Munich-Herzogpark: Monument protection slows down conversion plans – Munich

“If the last hope has landed in monument protection, then I don’t want to be the one hoping,” wrote an SZ reader after reading the latest report about new building plans in Herzogpark. In this case, however, his pessimism was deceptive. Four months after the start of the review, the state office added the two houses at Mauerkircherstrasse 17 and 19 to the list of monuments. The owner family apparently wants to sue.

The owners, who have owned the houses since June 2022, divided some of the 22 apartments into shared rooms and asked for prices per square meter of 100 euros, which does not constitute rent extortion for furnished living. In June 2023, they asked the city whether renovations and a five-story new building including a three-story underground car park in the inner courtyard would be permitted. Around 60 residents protested against this in August, whereupon the preliminary inquiry was withdrawn, but a slightly modified new one was submitted in November.

The city has no legal recourse against this densification because there is no development plan in the southern Herzogpark. In such a case, something that can already be found in the area in one way or another must be approved. And in the Mauerkircherstrasse case, the precedent is directly opposite.

But in January the city informed the owners that their application would be postponed for a maximum of 17 months and that the monument status of the two houses would be examined. Unlike 14 other properties in the Karree, they had not been under protection until then. That has changed. As Lea Kramer, spokeswoman for the state office, confirms, they are with the file number D-1-62-000-11139 now recorded in the monument list. The text reads: “Double tenement house, four-story plastered gable roof buildings with axially symmetrical four-axis street facades and raised, elaborately profiled entrance portals with stone walls, by Ignaz Schraudolph, 1936”.

In order to build in the inner courtyard, the owners would have to enlarge the narrow passageway at number 19. (Photo: Stephan Rumpf)

The monument status is justified by the design of the buildings themselves, but also by the urban context. It shows the “development of building and living in Bogenhausen in the early 20th century between late historicism, youth and local style and a – Munich-specific – moderate modernity, as is clearly shown here using the example of numbers 17 and 19”.

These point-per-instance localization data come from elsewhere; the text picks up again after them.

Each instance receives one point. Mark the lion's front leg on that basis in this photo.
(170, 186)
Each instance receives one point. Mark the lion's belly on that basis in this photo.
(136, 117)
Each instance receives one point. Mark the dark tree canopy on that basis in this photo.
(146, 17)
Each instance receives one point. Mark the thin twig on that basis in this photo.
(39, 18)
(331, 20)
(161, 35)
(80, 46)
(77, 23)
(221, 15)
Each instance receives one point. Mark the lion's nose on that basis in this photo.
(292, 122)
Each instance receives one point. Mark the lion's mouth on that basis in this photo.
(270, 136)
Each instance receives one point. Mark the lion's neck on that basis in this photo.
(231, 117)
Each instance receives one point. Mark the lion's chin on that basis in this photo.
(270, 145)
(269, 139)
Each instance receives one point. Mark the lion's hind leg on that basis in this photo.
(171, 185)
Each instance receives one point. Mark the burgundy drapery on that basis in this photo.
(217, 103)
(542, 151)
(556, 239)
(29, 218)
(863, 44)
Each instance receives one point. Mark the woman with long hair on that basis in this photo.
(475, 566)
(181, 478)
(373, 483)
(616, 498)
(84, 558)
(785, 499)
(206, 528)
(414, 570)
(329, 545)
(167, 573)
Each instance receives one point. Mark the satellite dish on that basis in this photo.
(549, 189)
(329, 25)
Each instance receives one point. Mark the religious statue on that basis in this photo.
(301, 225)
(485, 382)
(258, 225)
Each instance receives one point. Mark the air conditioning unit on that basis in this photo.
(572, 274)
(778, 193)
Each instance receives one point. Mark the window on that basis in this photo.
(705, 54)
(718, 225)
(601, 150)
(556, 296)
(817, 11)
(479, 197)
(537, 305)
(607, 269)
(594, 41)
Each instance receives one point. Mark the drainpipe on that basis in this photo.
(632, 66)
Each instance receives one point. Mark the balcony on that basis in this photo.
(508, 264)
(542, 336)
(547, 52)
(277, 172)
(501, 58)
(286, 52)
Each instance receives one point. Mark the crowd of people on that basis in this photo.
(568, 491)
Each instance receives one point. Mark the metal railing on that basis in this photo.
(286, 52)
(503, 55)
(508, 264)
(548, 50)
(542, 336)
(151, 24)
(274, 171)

The city is now examining what effects monument protection has on the owners’ new construction and renovation plans. “Further information is therefore not possible at the moment,” says the planning department. The owners themselves, who did not respond to SZ’s request, have reportedly already announced an action for a declaratory judgment with the administrative court. This makes it possible to clarify in court whether a building meets the requirements of a monument or not.